Loser: Anyone trying to defend Connor McDavid

This could make our winners and losers every week, but watching the Ottawa Senators surround McDavid with five players while the Edmonton Oilers change, and still have McDavid slice through for a Grade-A scoring chance is as comical as it is awe-inspiring.

Winner: Mark Borowiecki

The Senators defenseman stopped a robbery in Vancouver recently when he saw someone breaking into a parked car. He wrestled away a bag from the person, who ran away. “I’m a mediocre fighter on the ice, but I’m very confident handling myself off the ice. I wasn’t too worried about anything that would happen,” he said.

Loser: Calgary taxpayers

Congrats to the Calgary Flames and their billionaire owner on their bountiful new well of corporate welfare, as the citizens of the city foot half the bill for their new arena.


Puck headlines

The Jakub Vrana love is spreading. “It doesn’t take a scientist to realize Vrana brings immense value to the Capitals.”

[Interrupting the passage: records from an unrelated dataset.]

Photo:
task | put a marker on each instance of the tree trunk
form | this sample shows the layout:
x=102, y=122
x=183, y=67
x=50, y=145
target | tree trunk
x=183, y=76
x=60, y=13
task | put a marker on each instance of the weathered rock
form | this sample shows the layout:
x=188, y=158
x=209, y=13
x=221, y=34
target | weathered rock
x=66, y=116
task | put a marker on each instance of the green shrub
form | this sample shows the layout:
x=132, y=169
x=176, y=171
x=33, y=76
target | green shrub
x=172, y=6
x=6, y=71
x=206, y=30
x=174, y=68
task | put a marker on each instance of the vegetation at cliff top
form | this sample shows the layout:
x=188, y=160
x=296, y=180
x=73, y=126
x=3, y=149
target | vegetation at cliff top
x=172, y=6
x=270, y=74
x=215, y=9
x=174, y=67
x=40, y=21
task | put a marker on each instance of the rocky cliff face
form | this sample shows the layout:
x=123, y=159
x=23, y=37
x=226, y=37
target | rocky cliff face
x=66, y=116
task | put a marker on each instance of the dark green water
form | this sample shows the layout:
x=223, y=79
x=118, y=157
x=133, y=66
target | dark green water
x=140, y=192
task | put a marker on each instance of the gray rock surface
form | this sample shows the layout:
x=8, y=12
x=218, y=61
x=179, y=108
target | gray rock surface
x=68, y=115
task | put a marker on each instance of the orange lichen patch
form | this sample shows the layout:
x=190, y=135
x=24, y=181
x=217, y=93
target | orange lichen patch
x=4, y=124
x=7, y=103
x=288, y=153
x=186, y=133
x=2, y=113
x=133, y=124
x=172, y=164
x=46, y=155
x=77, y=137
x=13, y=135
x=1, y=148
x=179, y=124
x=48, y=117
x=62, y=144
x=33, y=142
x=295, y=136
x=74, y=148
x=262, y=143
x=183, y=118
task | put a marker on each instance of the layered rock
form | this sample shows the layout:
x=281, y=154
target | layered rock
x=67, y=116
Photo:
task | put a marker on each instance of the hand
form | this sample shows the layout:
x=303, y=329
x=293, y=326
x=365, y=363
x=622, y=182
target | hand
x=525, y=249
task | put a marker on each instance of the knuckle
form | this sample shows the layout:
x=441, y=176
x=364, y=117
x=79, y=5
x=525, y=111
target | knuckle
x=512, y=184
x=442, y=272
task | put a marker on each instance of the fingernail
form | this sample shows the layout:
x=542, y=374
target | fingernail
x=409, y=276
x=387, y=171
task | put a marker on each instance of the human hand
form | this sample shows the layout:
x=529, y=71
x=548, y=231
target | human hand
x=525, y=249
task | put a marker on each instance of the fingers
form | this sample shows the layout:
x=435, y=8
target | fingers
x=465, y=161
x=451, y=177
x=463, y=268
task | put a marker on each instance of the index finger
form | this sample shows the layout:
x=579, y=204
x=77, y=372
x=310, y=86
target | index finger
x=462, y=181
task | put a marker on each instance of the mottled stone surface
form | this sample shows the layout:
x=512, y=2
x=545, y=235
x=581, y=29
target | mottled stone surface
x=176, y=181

Very interesting lawsuit news: “The state appeals court has upheld the dismissal of a lawsuit brought by a teen injured in “freak accident” during a 2013 hockey game at the New England Sports Center in Marlborough. The teen’s wrist was sliced open by another player’s skate, and he sued the player, the rink owner, and the referees overseeing the game.”

Minnesota, just an FYI that Jenna Fischer is coming to your state to film a “Hoosiers”-esque hockey movie.

Safe to say that you’ve arrived as a legit competitor when traditional powerhouses like Denver are cutting promos on you, Arizona State.

Nice piece here by Kevin Allen on Caley Chelios and the increasing roles for women in the NHL.

Is the honeymoon over for Sheldon Keefe with the Maple Leafs?

Snoop Dogg has been added to EA Sports’ NHL 20, as an announcer and a playable character. Where was this when I was a kid? “Bliz-ades of Steel?”

Finally, remember Andrew “The Hamburglar” Hammond? Here he is making a “scorpion save” in the AHL. Wow!

Hockey tl;dr (too long; didn’t read)

John Tortorella’s players, current and former, on his tactics in light of everything that’s happening in the NHL. Said Brandon Dubinsky: “As far as crossing lines, he’s never crossed any lines with me. I’ve never seen him cross any lines, as far as physically or really saying things to the point of being abusive.”